Engage civil society, says Clinton, in scathing critique of Arab regimes

Arab leaders’ failure to reform threatens to play into the hands of extremist forces, US Secretary of State Hillary Clinton said today, in a scathing critique of the region’s authoritarian governments.

In unusually frank words, she criticized the corruption, inertia and democratic deficit that characterize the Arab world’s malaise.

“In too many places, in too many ways, the region’s foundations are sinking into the sand,” she told a stone-faced audience of foreign ministers, business figures and civil society groups.

“People have grown tired of corrupt institutions and a stagnant political order,” she told Arab leaders attending the Forum for the Future in Qatar. “They are demanding reform to make their governments more effective, more responsive, and more open.”

The region’s leaders have failed “to build a future that your young people will believe in, stay for and defend,” Clinton said, highlighting official corruption as a source of popular discontent.

While she was delivering her remarks, the dramatic wave of unrest in Tunisia continued unabated, with demonstrators highlighting blatant corruption within President Zine el-Abedine Ben Ali’s regime as a major grievance.

“There needs to be a concerted, constant chorus from the business community to end the corruption,” she said, her voice quavering with frustration.

She warned that “others will fill the vacuum” if “leaders don’t offer a positive vision and give young people meaningful ways to contribute.”

“Extremist elements, terrorist groups, and others who would prey on desperation and poverty are already out there, appealing for allegiance and competing for influence,” she added.

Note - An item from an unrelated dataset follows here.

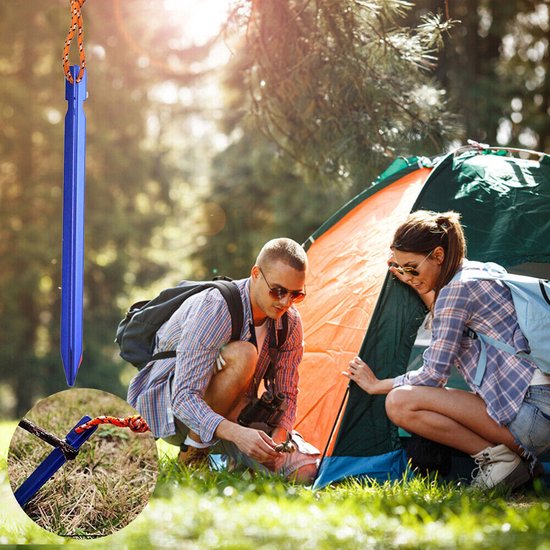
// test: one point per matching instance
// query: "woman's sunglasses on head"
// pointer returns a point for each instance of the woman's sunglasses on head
(409, 270)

Despite the authorities’ efforts to stifle independent media and dissident voices, “people know now maybe what they did not know 20 or 30 years ago: that much of a government’s wealth is going to a few instead of the many in too many countries,” Clinton said.

The region’s authoritarian rulers should adopt a more inclusive approach to governance and engage non-governmental groups.

“It’s time to see civil society not as a threat but as a partner,” she said.

But some civil society groups are dismissive of the forum, said Tunisian human rights activist Salah al-Din al-Jourshi.

“A great part says that there is no benefit to get out of this forum,” he said, as the “results are very poor” and many NGOs are leaving.

The event “has become more of a debate club” than a forum for genuine dialog, said the Cairo Institute for Human Rights Studies. Since the forum’s launch in 2004, it noted, the Arab world has experienced a marked deterioration in political and economic freedoms.

The new Freedom in the World survey confirms that the region suffered significant political regression over the past year, notably in states that had proclaimed reformist intentions, including Jordan, Bahrain and Yemen.

The focus of reform efforts under former U.S. president George W. Bush’s Freedom Agenda, the region “deepened its multiyear decline from an already-low democratic baseline,” writes Arch Puddington, the report’s co-author.